For Irish Up, ELT and anyone else who's interested

As I was falling asleep last night, I took one of those brain leaps.  Learning about epigenetics, I want to put the question out there:

How much of the increase in the world's poor mental health  today is a result of the stress that our parents,  grandparents and great-grandparents went though during two world wars, passed on to via epigenetics?

7 comments:

  1. Whew! C, you might want to ease back on the funny mushrooms right before bedtime ;).

    So first? Do we *know* that there is an increase in poor mental health? globally? Let us leave aside definitions of good vs poor mental health - that's a bag of angry, wet cats. Let us just posit that there *is* GMH and PMH and that we can take people and put them into one or the other bucket with some reliability.

    Now, we're also going to have to deal with the apples & oranges problem of which people, so let's say we're comparing middle class, western adults born 1860-1880 vs 1960-1980. See! Already we've had to toss "global" out of our model, and eventually we'd have to account for race, gender and ethnicity - a whole *other* bag of angry cats.

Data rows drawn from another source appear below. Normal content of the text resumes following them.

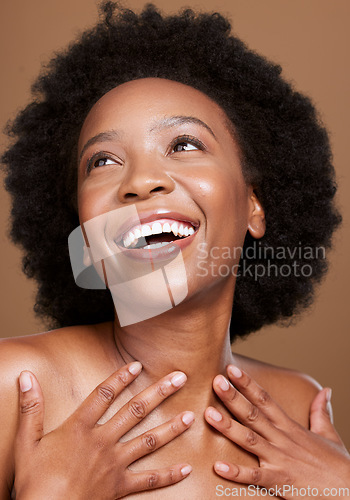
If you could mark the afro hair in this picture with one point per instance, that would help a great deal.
(285, 155)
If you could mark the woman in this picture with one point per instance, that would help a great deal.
(177, 120)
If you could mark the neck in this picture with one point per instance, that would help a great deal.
(193, 337)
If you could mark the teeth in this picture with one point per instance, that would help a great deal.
(146, 230)
(131, 239)
(156, 245)
(174, 228)
(157, 228)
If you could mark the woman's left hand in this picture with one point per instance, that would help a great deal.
(289, 455)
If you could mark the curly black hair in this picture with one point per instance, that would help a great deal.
(285, 154)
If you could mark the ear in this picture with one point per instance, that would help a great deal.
(87, 258)
(256, 218)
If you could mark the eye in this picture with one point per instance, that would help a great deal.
(186, 143)
(100, 161)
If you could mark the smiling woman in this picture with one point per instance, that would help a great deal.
(147, 159)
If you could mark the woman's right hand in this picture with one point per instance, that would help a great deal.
(84, 459)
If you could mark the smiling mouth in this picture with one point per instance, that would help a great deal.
(156, 234)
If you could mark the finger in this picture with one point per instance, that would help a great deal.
(321, 416)
(158, 437)
(258, 396)
(142, 404)
(104, 395)
(246, 412)
(31, 414)
(245, 474)
(152, 479)
(237, 433)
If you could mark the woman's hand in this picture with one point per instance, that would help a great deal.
(83, 459)
(289, 455)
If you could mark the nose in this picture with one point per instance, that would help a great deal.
(144, 177)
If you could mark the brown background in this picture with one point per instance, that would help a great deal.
(310, 39)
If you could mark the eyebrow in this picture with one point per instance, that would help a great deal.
(167, 122)
(173, 121)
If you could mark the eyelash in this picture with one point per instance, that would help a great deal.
(179, 140)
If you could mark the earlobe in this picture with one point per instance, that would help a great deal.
(256, 221)
(86, 258)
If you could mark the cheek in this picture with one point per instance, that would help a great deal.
(93, 200)
(223, 197)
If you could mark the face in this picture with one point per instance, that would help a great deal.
(165, 149)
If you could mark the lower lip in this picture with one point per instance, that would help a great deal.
(167, 252)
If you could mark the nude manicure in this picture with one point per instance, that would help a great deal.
(25, 382)
(188, 418)
(215, 415)
(186, 470)
(178, 379)
(135, 368)
(223, 384)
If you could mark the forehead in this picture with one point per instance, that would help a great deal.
(139, 102)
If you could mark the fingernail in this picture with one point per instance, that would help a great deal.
(223, 384)
(222, 467)
(178, 379)
(188, 418)
(215, 415)
(236, 372)
(135, 368)
(25, 382)
(186, 470)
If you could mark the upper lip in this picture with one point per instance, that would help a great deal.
(150, 216)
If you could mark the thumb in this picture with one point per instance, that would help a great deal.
(321, 416)
(31, 410)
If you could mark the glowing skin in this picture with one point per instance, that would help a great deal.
(132, 152)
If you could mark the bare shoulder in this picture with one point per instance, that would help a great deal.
(291, 389)
(47, 355)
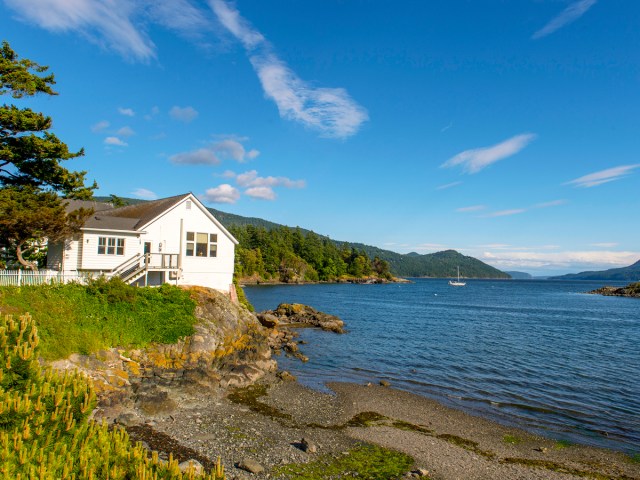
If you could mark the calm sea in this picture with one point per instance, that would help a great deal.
(540, 355)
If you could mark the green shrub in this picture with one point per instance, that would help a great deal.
(44, 431)
(76, 318)
(368, 462)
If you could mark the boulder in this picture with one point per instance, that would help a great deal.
(267, 320)
(250, 466)
(297, 314)
(192, 466)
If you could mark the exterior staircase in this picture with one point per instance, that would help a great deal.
(137, 266)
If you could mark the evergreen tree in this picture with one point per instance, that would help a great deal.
(31, 177)
(29, 153)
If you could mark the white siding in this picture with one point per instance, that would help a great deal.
(214, 272)
(54, 256)
(91, 260)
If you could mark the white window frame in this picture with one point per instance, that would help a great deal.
(111, 246)
(202, 245)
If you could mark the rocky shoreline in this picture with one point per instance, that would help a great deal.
(631, 290)
(264, 426)
(218, 394)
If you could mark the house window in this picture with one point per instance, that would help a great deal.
(202, 244)
(110, 246)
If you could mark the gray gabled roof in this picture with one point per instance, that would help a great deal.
(133, 218)
(140, 214)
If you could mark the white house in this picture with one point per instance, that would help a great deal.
(171, 240)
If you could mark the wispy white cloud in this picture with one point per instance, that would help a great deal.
(115, 141)
(472, 208)
(506, 213)
(213, 154)
(447, 127)
(570, 14)
(564, 260)
(448, 185)
(234, 150)
(110, 24)
(183, 114)
(605, 245)
(125, 132)
(180, 16)
(224, 193)
(201, 156)
(495, 246)
(100, 126)
(553, 203)
(331, 111)
(603, 176)
(144, 193)
(152, 113)
(127, 112)
(251, 179)
(514, 211)
(263, 193)
(505, 246)
(237, 25)
(474, 160)
(429, 247)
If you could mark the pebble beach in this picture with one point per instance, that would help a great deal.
(266, 423)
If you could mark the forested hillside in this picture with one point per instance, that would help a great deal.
(277, 252)
(290, 255)
(630, 273)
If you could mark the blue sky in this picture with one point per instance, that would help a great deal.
(509, 131)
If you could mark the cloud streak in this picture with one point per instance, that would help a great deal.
(603, 176)
(567, 16)
(474, 160)
(330, 111)
(183, 114)
(215, 153)
(145, 194)
(115, 141)
(574, 260)
(448, 185)
(115, 25)
(262, 187)
(472, 208)
(224, 193)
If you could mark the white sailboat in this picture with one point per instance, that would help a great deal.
(457, 283)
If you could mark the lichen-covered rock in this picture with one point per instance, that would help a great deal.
(228, 348)
(297, 314)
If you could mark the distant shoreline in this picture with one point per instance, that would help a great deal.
(632, 291)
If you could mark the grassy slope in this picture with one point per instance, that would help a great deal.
(440, 264)
(630, 273)
(77, 319)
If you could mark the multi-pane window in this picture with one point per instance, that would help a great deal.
(110, 246)
(202, 244)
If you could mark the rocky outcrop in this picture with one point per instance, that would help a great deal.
(298, 315)
(631, 290)
(229, 348)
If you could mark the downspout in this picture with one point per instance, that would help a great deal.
(180, 252)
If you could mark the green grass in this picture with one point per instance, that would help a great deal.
(74, 318)
(560, 444)
(367, 462)
(511, 439)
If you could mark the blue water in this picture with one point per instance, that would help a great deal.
(539, 355)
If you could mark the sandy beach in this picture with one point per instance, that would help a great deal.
(266, 423)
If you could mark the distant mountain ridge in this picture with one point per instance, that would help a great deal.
(438, 265)
(630, 273)
(520, 275)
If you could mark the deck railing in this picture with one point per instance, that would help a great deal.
(18, 278)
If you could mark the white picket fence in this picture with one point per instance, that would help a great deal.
(18, 278)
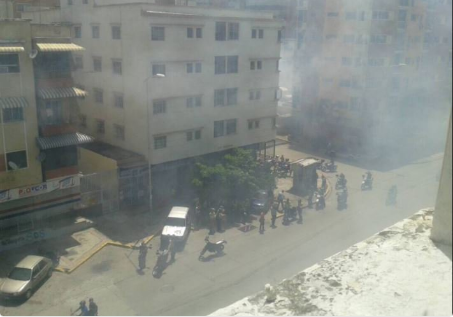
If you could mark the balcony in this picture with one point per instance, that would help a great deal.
(53, 130)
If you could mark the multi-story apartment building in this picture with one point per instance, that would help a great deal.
(360, 66)
(38, 137)
(174, 83)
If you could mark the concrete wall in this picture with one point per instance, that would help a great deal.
(442, 222)
(18, 136)
(90, 162)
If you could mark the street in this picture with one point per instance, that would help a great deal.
(251, 260)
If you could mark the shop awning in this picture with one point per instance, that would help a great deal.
(59, 47)
(58, 93)
(11, 48)
(63, 140)
(13, 102)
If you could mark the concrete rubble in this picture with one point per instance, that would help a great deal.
(398, 271)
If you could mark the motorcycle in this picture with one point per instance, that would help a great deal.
(161, 263)
(367, 183)
(212, 248)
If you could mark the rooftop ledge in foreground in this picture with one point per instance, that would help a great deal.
(398, 271)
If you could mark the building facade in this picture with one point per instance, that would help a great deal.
(39, 175)
(363, 71)
(173, 83)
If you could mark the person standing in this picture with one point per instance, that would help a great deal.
(172, 249)
(280, 200)
(92, 308)
(262, 223)
(274, 214)
(299, 210)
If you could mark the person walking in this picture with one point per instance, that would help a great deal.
(299, 210)
(212, 221)
(262, 223)
(92, 308)
(172, 249)
(280, 200)
(274, 214)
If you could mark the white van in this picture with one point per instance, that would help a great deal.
(177, 225)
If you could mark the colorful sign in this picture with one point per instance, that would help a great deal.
(43, 188)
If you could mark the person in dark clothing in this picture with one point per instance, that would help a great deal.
(92, 308)
(299, 210)
(274, 215)
(262, 223)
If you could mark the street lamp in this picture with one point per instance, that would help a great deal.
(159, 76)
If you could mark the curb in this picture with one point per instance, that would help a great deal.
(102, 246)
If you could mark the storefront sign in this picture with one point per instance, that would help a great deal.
(29, 191)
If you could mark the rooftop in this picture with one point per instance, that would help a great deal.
(396, 272)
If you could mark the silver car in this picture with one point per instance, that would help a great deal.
(25, 277)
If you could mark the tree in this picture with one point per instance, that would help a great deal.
(232, 182)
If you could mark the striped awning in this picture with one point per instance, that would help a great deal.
(58, 93)
(59, 47)
(13, 102)
(63, 140)
(11, 48)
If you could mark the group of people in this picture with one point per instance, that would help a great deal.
(84, 310)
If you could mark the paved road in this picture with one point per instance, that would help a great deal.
(190, 287)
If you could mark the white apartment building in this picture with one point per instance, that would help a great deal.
(175, 82)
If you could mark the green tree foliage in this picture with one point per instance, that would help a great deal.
(232, 182)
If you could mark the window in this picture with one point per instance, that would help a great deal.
(53, 112)
(98, 96)
(78, 62)
(219, 128)
(100, 126)
(190, 33)
(233, 62)
(226, 64)
(351, 15)
(117, 67)
(380, 15)
(346, 61)
(9, 63)
(221, 31)
(160, 142)
(232, 96)
(83, 121)
(95, 31)
(194, 101)
(16, 160)
(13, 114)
(159, 106)
(119, 101)
(158, 33)
(97, 64)
(158, 69)
(231, 126)
(219, 97)
(119, 132)
(199, 33)
(253, 124)
(116, 32)
(78, 31)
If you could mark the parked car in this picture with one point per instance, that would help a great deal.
(26, 276)
(260, 201)
(177, 225)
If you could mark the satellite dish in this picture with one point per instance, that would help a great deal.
(41, 157)
(13, 166)
(33, 54)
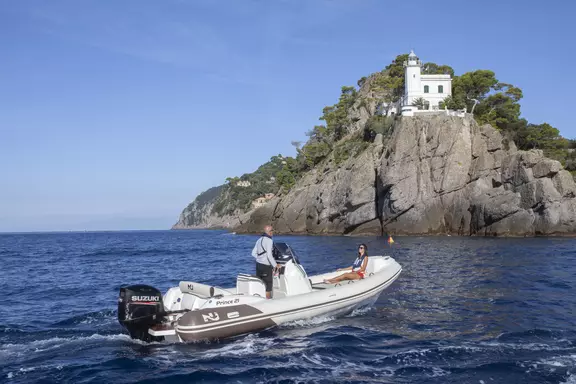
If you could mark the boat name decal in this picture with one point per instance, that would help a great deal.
(146, 298)
(226, 302)
(233, 315)
(212, 316)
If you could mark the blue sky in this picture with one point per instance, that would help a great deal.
(116, 114)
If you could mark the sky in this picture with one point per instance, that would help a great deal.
(115, 114)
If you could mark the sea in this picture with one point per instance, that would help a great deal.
(464, 310)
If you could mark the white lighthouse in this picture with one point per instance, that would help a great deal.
(432, 88)
(412, 79)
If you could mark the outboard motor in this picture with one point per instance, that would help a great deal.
(139, 308)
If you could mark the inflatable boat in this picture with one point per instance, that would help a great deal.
(194, 311)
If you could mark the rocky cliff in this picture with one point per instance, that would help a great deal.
(433, 174)
(199, 213)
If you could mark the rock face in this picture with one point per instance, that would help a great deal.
(435, 174)
(198, 214)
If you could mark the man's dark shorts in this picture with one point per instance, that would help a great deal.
(266, 273)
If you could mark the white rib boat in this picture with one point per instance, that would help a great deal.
(193, 311)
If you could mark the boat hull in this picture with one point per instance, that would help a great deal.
(225, 318)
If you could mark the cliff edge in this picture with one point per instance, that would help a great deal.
(435, 174)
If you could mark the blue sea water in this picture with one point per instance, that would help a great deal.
(464, 310)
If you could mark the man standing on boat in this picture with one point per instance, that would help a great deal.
(265, 263)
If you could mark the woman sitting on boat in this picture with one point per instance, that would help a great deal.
(357, 269)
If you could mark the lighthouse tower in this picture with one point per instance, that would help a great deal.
(412, 79)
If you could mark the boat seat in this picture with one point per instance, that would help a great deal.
(202, 290)
(250, 285)
(375, 264)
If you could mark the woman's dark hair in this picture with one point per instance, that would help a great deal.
(365, 249)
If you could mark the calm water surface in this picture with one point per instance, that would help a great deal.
(464, 310)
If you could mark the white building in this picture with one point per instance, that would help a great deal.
(432, 88)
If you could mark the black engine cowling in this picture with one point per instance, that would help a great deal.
(139, 308)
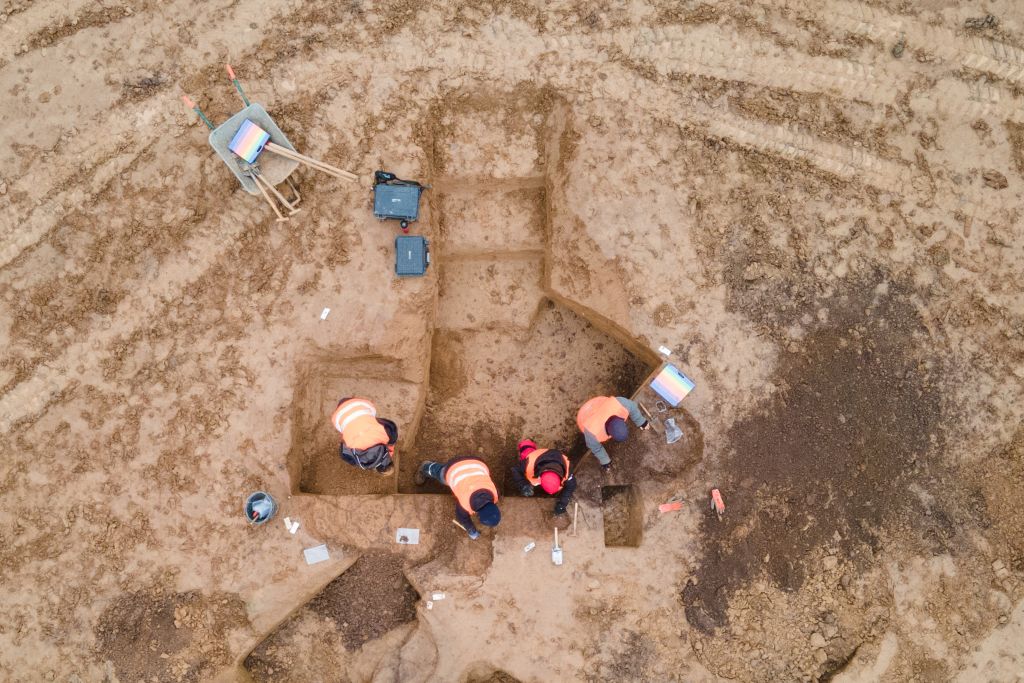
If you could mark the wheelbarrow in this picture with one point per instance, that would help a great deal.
(257, 172)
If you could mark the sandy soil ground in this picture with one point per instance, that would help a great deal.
(815, 205)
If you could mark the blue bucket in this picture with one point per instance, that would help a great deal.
(260, 507)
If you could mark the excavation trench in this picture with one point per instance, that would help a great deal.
(509, 358)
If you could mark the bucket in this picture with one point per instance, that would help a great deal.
(260, 507)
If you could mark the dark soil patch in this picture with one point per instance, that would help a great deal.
(370, 599)
(829, 459)
(493, 677)
(179, 636)
(1015, 132)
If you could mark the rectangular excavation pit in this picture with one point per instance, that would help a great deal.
(491, 217)
(623, 511)
(489, 291)
(483, 136)
(492, 386)
(314, 464)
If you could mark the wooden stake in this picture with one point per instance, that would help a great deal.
(309, 161)
(273, 190)
(298, 198)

    Limited and reductionistic as this model is, I'm not so sure that we would find huge differences in GMH/PMH ratios in our two cohorts. What we might reasonably expect to see are:
    - Differences in whether $_Diagnosis X is considered GMH or PMH. Example: melancholia or "prolonged grieving" was not seen as problematic in the Victorian period. Now, like as not your GP would slap Mood Disorder NOS on your chart and prescribe some bupropion or something.
    - Differences in diagnoses period. Anyone been diagnoses with Hysteria lately? (TYVM but my uterus appears to be perfectly stationary!) And that's not even getting into REALLY problematic territory like "Drapetomania" & "Sex addiction".
    - Differences in the MIX of diagnoses. Shifting demographics and exposures mean differing vulnerabilities. Take an occupational exposure example: Mad Hatters disease (essentially mercury poisoning) vs. concussion trauma syndrome of contact sport athletes. Not a large portion of total population is/was either a Haberdasher* or Pro Athlete, but the risks of one vs the other, even within the professions, have changed over time. Also, see syphillis.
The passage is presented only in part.